The Central Organisation for Railway Electrification (CORE), (Hindi: केन्द्रीय रेल विद्युतीकरण संगठन) has its headquarters at Allahabad, India. It is in overall charge of railway electrification over the entire network of Indian Railways. However of late, some electrification works have been entrusted to Rail Vikas Nigam Limited, a Public Sector Undertaking (PSU) under the Ministry of Railways of the Government of India. Additionally small electrification works are being done by zonal railways. The organisation has been functioning since 1961 and is headed by a General Manager. Projects units operate from Ambala, Bhubaneshwar, Chennai, Bangalore, Secunderabad, Lucknow, Kota, Kolkata Gorakhpur and New Jalpaiguri.
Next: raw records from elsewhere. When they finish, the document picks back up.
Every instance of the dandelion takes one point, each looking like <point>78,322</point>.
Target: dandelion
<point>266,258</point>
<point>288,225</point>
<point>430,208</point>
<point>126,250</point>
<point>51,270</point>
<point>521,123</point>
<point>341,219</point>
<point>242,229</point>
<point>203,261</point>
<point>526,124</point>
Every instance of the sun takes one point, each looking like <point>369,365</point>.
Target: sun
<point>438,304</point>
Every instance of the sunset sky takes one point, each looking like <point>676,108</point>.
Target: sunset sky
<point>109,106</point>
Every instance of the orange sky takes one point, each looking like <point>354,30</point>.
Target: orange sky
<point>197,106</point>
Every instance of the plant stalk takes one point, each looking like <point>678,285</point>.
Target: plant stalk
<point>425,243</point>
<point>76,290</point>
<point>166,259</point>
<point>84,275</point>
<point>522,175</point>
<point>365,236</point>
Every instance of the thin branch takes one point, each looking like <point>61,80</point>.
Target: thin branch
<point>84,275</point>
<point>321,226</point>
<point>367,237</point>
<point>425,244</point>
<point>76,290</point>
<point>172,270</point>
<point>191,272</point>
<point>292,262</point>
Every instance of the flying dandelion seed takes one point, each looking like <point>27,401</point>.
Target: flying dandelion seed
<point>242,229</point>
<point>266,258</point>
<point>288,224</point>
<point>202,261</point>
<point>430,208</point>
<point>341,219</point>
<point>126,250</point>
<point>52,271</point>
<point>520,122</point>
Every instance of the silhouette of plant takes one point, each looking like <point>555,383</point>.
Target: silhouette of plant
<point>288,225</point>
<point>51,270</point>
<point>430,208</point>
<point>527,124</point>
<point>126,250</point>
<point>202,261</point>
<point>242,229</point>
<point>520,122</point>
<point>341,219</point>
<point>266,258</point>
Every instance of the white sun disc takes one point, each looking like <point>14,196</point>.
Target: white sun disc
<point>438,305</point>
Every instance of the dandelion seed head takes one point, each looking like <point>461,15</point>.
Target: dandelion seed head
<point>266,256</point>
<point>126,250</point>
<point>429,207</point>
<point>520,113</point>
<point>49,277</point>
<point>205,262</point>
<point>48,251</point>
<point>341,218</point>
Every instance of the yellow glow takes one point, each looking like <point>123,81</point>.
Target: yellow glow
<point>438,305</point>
1500 volt DC: Railway electrification began with the inauguration of the first electric train between Bombay Victoria Terminus and Kurla Harbour on 3 February 1925 on the then existing Great Indian Peninsula Railway (GIP) at 1500 V DC. Heavy gradients on the Western Ghats necessitated the introduction of electric traction on the Central Railway up to Igatpuri on the North East line and to Pune on the South East line. 1500 volt DC traction was introduced on the suburban section of the Western Railway between Colaba and Borivili on 5 January 1928 and between Madras Beach and Tambaram of the Southern Railway on 11 May 1931. This was primarily to meet the growing traffic on these metros. Thus, before the dawn of Independence, India had 388 km of electrification on DC traction. Only the stretch from Chhatrapati Shivaji Terminus – Kalyan and Chhatrapati Shivaji Terminus – Panvel of Central Railway is still under DC traction after the conversion of Churchgate – Andheri stretch of Western Railway to 25 kV AC on February 5, 2012.
3000 volt DC: In the post independence era, electrification of the Howrah-Burdwan section of the Eastern Railway was done at 3000 volt DC during the First Five Year Plan period and completed in 1958. The electric multiple unit (EMU) services were inaugurated in Howrah-Sheoraphuli section by Pandit Jawahar Lal Nehru, the first Prime Minister of India on 14 December 1957.
25 kv AC: The 25 kV AC system of traction emerged as an economical system of electrification as a result of research and trials in Europe, particularly on French Railways (SNCF). Indian Railways decided in 1957 to adopt the 25 kV AC system of electrification as a standard, with SNCF as their consultant in the initial stages.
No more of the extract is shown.